Après moult péripéties et des anglais réfractaires, voilà t-il pas qu'il est décidé en haut lieu de faire une monnaie commune. Ouch, une monnaie de l'Atlantique à l'Oural ? Ouais, j'exagère mais les bêtises, ça me vient plus facilement que les analyses érudites.

Alors cette monnaie, on nous dit que c'est le top pour fédérer cet hétéroclite attelage de pays tiré par les deux vieilles ganaches France et Allemagne et on nous demande gentiment ou presque de bien vouloir voter pour. J'ai dis d'accord à reculons. Pourquoi créer une monnaie commune pas si commune que ça qui ressemble à un toit alors qu'on n'a pas encore les murs de la maison Europe ? 

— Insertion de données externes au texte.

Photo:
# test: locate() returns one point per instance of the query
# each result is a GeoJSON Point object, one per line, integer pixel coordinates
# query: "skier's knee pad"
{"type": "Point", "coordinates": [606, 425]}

Ah mais ne cherche pas la petite bête espèce de goupil compliquée qu'on m'a répondu, ça va viendre....

Et voilà, on y est, je vois.

Je vois qu'après le plouf du Traité Constitutionnel Européen, qui n'était ni un traité ni une constitution, on nous a refilé de force un Traité de Lisbonne tout pareil en pire.

Je vois que les anglais reprennent le large sans avoir jamais accosté réellement.

Je vois que le pouvoir parlementaire allemand fait galoper notre petit président pour qu'il dise oui à tout ce qui lui convient.

Je vois qu'un journal allemand titre à la une "on a gagné la seconde guerre mondiale".

Je vois qu'on n'entend jamais les autres pays, qu'en pensent-ils les polonais, les roumains, les grecs ? Euh si, les grecs on sait un peu, ils ne sont pas contents !

La grosse teutonne et le petit français se foutent de la gueule du rital bounga et le virent !!!  Avant, c'était les gens qui votaient pour désigner leurs dirigeants ou bien je suis atteinte de troubles de la mémoire ?

Nos petits, gros ou moyens dirigeants, à qui obéissent-ils ? Aux agences de notation, aux industriels, aux directives de l'OMC, aux diktats du FMI entre autres moins célèbres. 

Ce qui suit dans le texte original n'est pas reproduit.